Michael Ward on Monday, October 04

★★★
I mean this as a compliment and not as sarcasm: The Hidden Life of Trees is a soothing, calming podcast of a documentary - an academia-level investigation on how trees communicate with each other and are so crucial and vital to our very existence on the planet. What the film lacks for enthusiasm and cinematic vigor, it makes up for it with a dedicated, focused delivery of information and knowledge.
For the arborists, dendrologists, and tree enthusiasts in the world, Peter Wohlleben’s narration and navigation through this material is going to be everything they could ever hope for. For the rest of us, my wife described the film as “relaxing” and “pretty informative.” For those with a passing interest in the subject matter, The Hidden Life of Trees can be fun and engaging in fits and starts. At times, the movie loses you, as if you have stumbled into a garden party of tree enthusiasts as a “+1” and have zero to contribute to any conversation you find yourself in.
And even if co-directors Jörg Adolph and Jan Haft let the movie run a bit long at 85 minutes, they present Wohlleben and their talking heads in an inviting way. You may not be savvy enough to add much to the conversation, but boy oh boy, is everyone so happy you chose to join them.
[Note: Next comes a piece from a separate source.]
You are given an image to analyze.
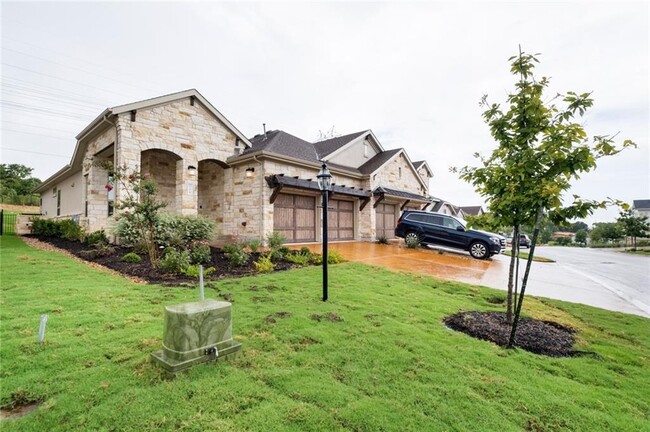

The film has stunning cinematography, the wandering eye and camera of cinematographer Daniel Schönauer a necessary and effective one. And Wohlleben offers some intriguing support for his thesis of trees being communicative. He describes them as sentient, able to feel pain, and questions how much we take them for granted. Wohlleben more than makes his case and if you can stay with him, focus and pay attention, and not get lost in the walkabout through the German forests where much of the film takes place, The Hidden Life of Trees will educate you in a warm and inviting way.
The Hidden Life of Trees was screened as part of SIFF DocFest 2021.